Sebenarnya dalam ritual tebak-menebak ini tidak ada unsur supranatural. 50% adalah untung-untungan. Sisanya kami hanya menerapkan praktek statistik sederhana. Kami menganalisis bagian-bagian mana yang dirasa penting dan inti dari mata pelajaran tersebut. Selain itu, kami juga membandingkan soal-soal yang pernah keluar beberapa tahun kebelakang. Walau terkadang diktat yang dipakai tidak sama, paling tidak ada beberapa poin yang serupa. Kami juga sedikit bereksperimen bertanya kepada diri sendiri; “seandainya anda yang menjadi dosen, pertanyaan model apa yang akan anda bikin untuk para mahasiswa?”. Tidak selalu apa yang kami gadang-gadang berhasil. Namun Alhamdulillah, setiap mata pelajaran, selalu ada tebakan kami yang manjur. Jackpot! Ehna Mahzhuzin!

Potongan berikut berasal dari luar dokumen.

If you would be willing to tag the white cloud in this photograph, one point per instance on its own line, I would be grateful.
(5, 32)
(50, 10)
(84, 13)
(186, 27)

“Kita ini kayak Sidharta Gautama aja…“ celutuk Hafiz sambil membolak-balik buku Manahij Mufassirin. Kami tergelak. Menurut legenda, Sidharta Gautama konon mendapat wahyu untuk menyebarkan agama Buddha di bawah pohon bodhi. Pohon keramat juga terdapat di Mesir. Tepatnya di distrik Matariya, ada potongan pohon yang dipercaya umat Kristen Koptik menjadi tempat berteduh Maryam dan Nabi Isa yang masih bayi. Mereka harus hijrah ke Mesir untuk menyelamatkan diri dari kejaran Raja Herodus yang lalim di Palestina.
“Kalau menurutku sih, oksigen hasil fotosintesis yang bikin kita mudah memahami pelajaran,” dengan gaya sok tahu, saya ikut menimpali. Seperti yang saya pelajari di SMP dulu, wilayah di sekitar pohon kaya akan oksigen. Ini dikarenakan proses fotosintesis yang sedang berlangsung dalam daun. Melalui fotosintesis, karbon dioksida atau zat asam arang diubah menjadi oksigen lewat zat hijau daun.
Oksigen segar inilah yang masuk lewat paru-paru dan dibawa darah menuju seluruh tubuh, termasuk otak. Kalau tidak salah, salah satu fungsi darah adalah membawa oksigen yang mengikat nutrisi agar organ tubuh berfungsi dengan semestinya. Nah, kalau kerja otak optimal, manusia akan mengeluarkan kemampuan pikirnya lebih maksimal. Teori ini saya simpulkan setelah menonton film ‘Limitless’. Film yang dibintangi Bradley Cooper dan Aby Cornish ini menceritakan tentang pil ajaib yang membuat orang bisa menggunakan 100 persen potensi otaknya. Menurut penelitian para pakar, manusia baru menggunakan kurang dari 20 persen kemampuan otaknya. Kalau ada obat seperti itu, tidak perlu lagi kami berkumpul di bawab pohon menunggu wahyu, ilham, wangsit atau semacam bisikan dari langit.
Nishfu Sya’ban, 17 Juli 2011. Tak sabar menunggu Ramadhan turun.